Auch die Parlamentarier zeigten sich größtenteils enttäuscht von den Plänen der Kliniken und der Krankenkassen. Lediglich Lothar Riebsamen von der CDU äußerte sich positiv. Sabine Dittmar vom Koalitionspartner SPD stellte hingegen klar: »Es ist für mich selbstverständlich, dass eine Verhältniszahl von Pflegekräfte zu Patienten niemals eine Durchschnittszahl ist, sondern eine, die sich auf die Schicht bezieht.« Wenn DKG und GKV keine klaren und rechtzeitigen Vorgaben entwickelten, müsse man über eine »Ersatzvorgabe« des Bundesgesundheitsministeriums nachdenken. Maria Klein-Schmeink von den Grünen kritisierte, die Pläne von DKG und GKV würden »dem, was wir dringend brauchen, nicht gerecht«. Die Missstände müssten behoben, nicht fortgeschrieben werden.

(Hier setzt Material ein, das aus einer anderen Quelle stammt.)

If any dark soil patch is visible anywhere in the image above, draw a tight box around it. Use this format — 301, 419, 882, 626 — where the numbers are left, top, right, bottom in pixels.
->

Sie nannte es einen »Webfehler« der Untergrenzen, »dass sie die eigentlich bedarfsgerechte Personalbemessung nicht herstellen«. Der FDP-Abgeordnete Andrew Ullmann sagte: »Es besteht die Gefahr, dass die Untergrenze zur Obergrenze werden könnte.«

 
Öffentliche Anhörung über Personaluntergrenzen im Krankenhaus: Bundestagsabgeordnete von SPD, CDU, Grüne, Linke und FDP diskutieren mit Sylvia Bühler (ver.di) auf dem Podium

Grüne und Linke haben in den Bundestag die Forderung nach einem Sofortprogramm zur Schaffung von jeweils 25.000 zusätzlichen Stellen in der Kranken- und Altenpflege eingebracht, was Sylvia Bühler in einer Pressemitteilung (siehe oben) unterstützte. Harald Weinberg von der Linkspartei betonte, ver.di habe mit ihren Aktivitäten »dafür gesorgt, dass dieses Thema heute überhaupt in dieser Form diskutiert wird«. Er appellierte an die Klinikbeschäftigten, den Druck aufrecht zu erhalten. Selbst DKG-Mann Baum sagte, mit dem Personalcheck von 2013 – den die Krankenhausgesellschaft seinerzeit als »Nacht- und Nebelaktion« verunglimpft hatte – habe ver.di »den Zünder gesetzt« und die Politik dazu veranlasst, Personaluntergrenzen auf den Weg zu bringen.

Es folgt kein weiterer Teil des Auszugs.